The main way to simplify this process is to use the services of an agent. There are a few that specialise in this and you would want to vet them a bit before putting your money, passport and credibility in their hands so I am not going to name any. But I heard about a handful that would for example arrange visas for Russia and many central Asian countries as a “package” (you provide an itinerary and your passport and they arrange invitations, send your passport to the relevant consulates for you, etc.)
As a Belgian citizen, if you do not want to go to Sub-Saharan Africa and the Middle East, this area (central Asia and the former Soviet Union) is probably the most troublesome. You will need a visa or some formalities in advance for ten or twenty other countries (India, China, North Korea, Iran, Belarus, Vietnam…) but you are lucky enough to be able to visit most of the world with little or no formalities (Europe is wide open without so much as a concern about overstaying in the Schengen area, the Americas are visa-free for you and many South-East Asian countries merely require a visa-on-arrival which is easy to get without any trip to an embassy beforehand).
The thing is is that, outside the Schengen area, visas are entirely each country's prerogative. Nobody can issue a “global” visa, it's not a mere technical issue but fundamentally at odds with the way international law and passports/visa work. One way or the other, you must obtain an authorisation to enter from each country you want to visit so having someone secure them for you one-by-one is the best you can do.
In fact, trips to various consulates are not the main difficulty with getting visas for a round-the-world journey. The main issue if you want to do it all at once and in a short time is that you often cannot get visas more than 2-3 months in advance and will often have to wait for them (at least of few days, possibly weeks) so that getting all the visas all at once before the journey might be impossible. It might also be difficult to apply from a country where you are not a resident, meaning you can't always get what you need on the road and might therefore need to return to Belgium once or twice in the middle of the trip.
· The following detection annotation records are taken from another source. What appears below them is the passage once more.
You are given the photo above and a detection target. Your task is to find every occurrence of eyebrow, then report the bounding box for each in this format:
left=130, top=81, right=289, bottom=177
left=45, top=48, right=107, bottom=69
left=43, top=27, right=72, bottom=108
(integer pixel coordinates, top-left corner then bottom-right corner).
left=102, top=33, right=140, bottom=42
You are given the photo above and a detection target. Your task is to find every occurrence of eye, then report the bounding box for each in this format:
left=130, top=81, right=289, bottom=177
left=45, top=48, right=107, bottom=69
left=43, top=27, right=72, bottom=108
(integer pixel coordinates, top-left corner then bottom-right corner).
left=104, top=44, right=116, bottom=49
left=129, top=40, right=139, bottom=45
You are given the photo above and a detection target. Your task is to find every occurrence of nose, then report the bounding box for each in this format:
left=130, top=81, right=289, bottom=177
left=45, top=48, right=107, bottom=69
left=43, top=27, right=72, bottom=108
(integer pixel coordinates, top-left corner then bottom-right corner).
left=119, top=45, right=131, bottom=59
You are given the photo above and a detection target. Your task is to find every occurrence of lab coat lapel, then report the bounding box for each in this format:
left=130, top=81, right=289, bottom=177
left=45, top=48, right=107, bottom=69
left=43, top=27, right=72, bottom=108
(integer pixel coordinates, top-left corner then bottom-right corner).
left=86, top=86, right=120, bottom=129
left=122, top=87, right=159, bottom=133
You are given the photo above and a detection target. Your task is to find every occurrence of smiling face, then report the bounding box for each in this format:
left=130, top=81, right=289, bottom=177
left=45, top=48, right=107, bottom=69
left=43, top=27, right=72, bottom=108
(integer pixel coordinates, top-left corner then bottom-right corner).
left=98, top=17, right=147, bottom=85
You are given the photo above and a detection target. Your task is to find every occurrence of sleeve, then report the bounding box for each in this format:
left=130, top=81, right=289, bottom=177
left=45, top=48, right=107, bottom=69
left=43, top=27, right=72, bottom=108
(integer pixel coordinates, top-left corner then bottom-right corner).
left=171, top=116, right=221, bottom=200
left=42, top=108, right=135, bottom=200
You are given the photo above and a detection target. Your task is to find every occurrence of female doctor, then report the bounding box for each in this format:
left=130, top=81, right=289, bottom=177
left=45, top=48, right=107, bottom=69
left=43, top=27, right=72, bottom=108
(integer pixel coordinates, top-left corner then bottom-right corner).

Beyond visa-free travel, your location and citizenship have a few other advantages. It's (much) more expensive but Belgium offers special passports with more pages and tend to issue them quickly, which would ease the process. And with the European institutions and everything, many countries have a representation in Brussels so at least you don't have to travel very far to find their nearest consulate (according to Wikipedia, there are 185 embassies in Belgium more than in Paris, Berlin or London; by comparison Greece has 80 or so and Malta has only 20).